Nul doute que ce jugement
contribuera à ancrer dans les esprits l’illégitimité
de ces trois dictatures. L’on comprend que l’extraordinaire mouvement
démocratique malgache, qui a su imposer le choix électoral
d’un peuple, ait affolé le cercle des dinosaures françafricains
– au point de l’impliquer dans l’envoi à Madagascar d’un commando
de mercenaires d’extrême-droite dont le chef, Marc Garibaldi, a
trempé en 1999 dans les crimes sassouistes (opération Hadès).

Selon la Cour, "
il apparaît que les documents versés et les témoignages
recueillis au cours de la procédure […] établissent non
seulement l’importance et l’actualité des sujets évoqués
mais aussi le sérieux des investigations effectuées. […]

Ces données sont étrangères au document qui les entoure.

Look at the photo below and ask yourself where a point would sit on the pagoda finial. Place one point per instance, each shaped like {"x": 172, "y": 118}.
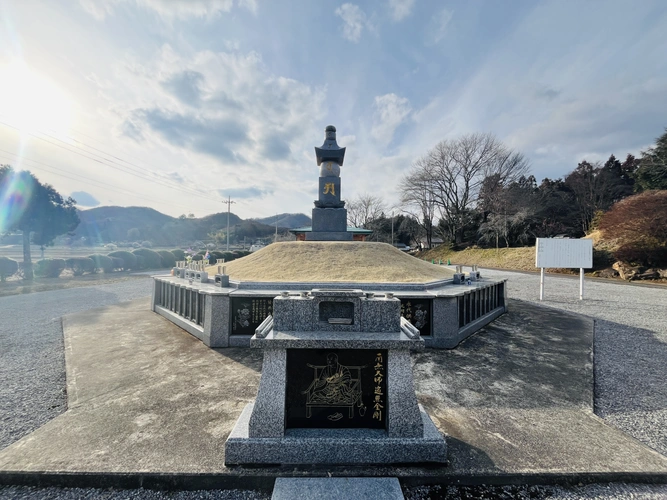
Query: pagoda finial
{"x": 330, "y": 151}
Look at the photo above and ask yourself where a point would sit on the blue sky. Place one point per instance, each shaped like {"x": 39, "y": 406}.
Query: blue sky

Si l’ouvrage se veut résolument militant, il ne trahit cependant
pas son objectif de critique des systèmes politiques des Etats
africains évoqués et du fonctionnement des relations internationales,
spécialement avec la France. A ce titre, […] il n’apparaît
pas que la démarche de François-Xavier Verschave soit critiquable
". La Cour " déclare François-Xavier Verschave
et Laurent Beccaria non coupables du délit d’offense à chefs
d’Etats étrangers. "

De nombreux témoins
ont, selon l’expression de la Cour, " apporté leur crédit
à l’ouvrage querellé ". Trois avocats, William Bourdon,
Antoine Comte et Francis N’Thepe, ont apporté leur ferveur et leur
talent. Trois mille personnes avaient défilé en février
2000 en faveur des accusés, qui ont reçu le soutien écrit
de quinze mille citoyens français et étrangers, et de nombreuses
associations. Le jugement de la Cour d’appel est aussi leur victoire.

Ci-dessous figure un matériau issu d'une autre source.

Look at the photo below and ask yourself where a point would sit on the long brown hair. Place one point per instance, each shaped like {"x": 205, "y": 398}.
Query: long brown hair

Il encourage à poursuivre le combat contre l’insupportable.

Note de l’ARDHD
:
Notre association a toujours soutenu F. Verschave, auteur de Noir Silence
et elle avait participé au défilé de février
2000. Ce jugement montre que l’étau se resserre autour des dictateurs
et que la complicité et l’indulgence dont ils ont bénéficié
jusqu’à ce jour, pourrait s’arrêter bientôt.